И вот по какой удивительной причине. По приказу Петра:

«…было переведено с иностранных языков около 1 000 книг» [5] (с. 111).

То есть не желал русский человек марать своих рук и забивать голову закордонными модными в ту пору при дворе книженциями. Но и сам стиль тогдашнего наречия, изобретенного Петром, мало кому был понятен не только в ту далекую пору, но уже и теперь. Вот маленький пример стилистики сочинений тех лет:

«Наталия Кириллована была править некапабель. Лев Нарышкин делал все без резона, по бизарии своего гумора. Бояре остались без повоира и в консильи были только спекуляторами» [5] (с. 112).

Потому все расходы Петра в данной области принесли лишь умопомрачительнейшие убытки.

«Тысячи переведенных с иностранных языков книг, переведенных варварским, малопонятным слогом, продолжали лежать на складах. Их никто не хотел покупать, как никто не хочет сейчас покупать сочинений Ленина…» (там же).

И лишь много позже усилиями масонов, а в особенности эдакого «светоча» тех лет, Николая Новикова, все же удастся приступить к продолжению перекройки мозгов верхних слоев общества под среднеевропейский стандарт.
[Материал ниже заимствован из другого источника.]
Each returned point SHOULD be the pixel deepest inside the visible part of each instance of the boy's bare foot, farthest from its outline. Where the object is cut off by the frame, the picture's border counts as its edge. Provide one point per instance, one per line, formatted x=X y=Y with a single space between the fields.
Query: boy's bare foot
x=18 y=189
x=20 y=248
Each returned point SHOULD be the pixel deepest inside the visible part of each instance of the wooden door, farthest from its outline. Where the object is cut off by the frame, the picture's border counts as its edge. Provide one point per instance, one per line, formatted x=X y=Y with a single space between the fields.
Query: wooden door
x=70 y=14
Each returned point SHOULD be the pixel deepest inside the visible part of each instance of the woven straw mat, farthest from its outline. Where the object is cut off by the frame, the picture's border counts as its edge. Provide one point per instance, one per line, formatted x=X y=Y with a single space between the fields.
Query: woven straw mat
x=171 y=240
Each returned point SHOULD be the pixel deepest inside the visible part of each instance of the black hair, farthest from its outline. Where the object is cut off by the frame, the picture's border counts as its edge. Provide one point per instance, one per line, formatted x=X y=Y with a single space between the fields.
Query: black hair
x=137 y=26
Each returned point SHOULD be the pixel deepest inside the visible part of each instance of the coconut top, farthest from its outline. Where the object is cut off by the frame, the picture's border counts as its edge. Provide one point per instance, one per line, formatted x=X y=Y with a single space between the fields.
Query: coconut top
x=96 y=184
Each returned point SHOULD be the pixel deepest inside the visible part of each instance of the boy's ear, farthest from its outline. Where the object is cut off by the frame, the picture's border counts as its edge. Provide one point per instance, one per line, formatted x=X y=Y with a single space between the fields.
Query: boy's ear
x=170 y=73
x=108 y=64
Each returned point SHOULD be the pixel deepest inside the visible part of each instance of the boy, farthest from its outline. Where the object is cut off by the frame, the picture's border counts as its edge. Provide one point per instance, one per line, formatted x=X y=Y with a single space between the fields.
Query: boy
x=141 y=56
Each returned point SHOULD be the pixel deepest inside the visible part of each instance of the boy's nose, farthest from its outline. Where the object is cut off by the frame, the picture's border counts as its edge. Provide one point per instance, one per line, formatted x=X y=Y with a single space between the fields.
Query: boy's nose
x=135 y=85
Дмитрий же Ростовский стоял у истоков данных «просветительских» реформ, в самом их еще зачатии. Он же начал вводить в обиход и всякие «пиески».

Но вот как относилась Русская Церковь к этой языческой традиции. Архимандрит Рафаил (Карелин):

«…по правилам древней Церкви, к крещению не допускались изготовители идолов, блудницы и артисты; занимающиеся этими “ремеслами” после крещения отлучались от причастия и молитвенного общения. Есть и еще правило: будущий священник не должен брать в жены артистку…» [125] (с. 268).

Св. праведный Иоанн Кронштадтский:

«…Театр и церковь противоположности. То — храм мира, а это — храм Божий; то — капище диавола, а это — храм Господа» [125] (с. 269).

«Нет, недаром Ленин говорил, что место религии заступит театр» [125] (с. 269).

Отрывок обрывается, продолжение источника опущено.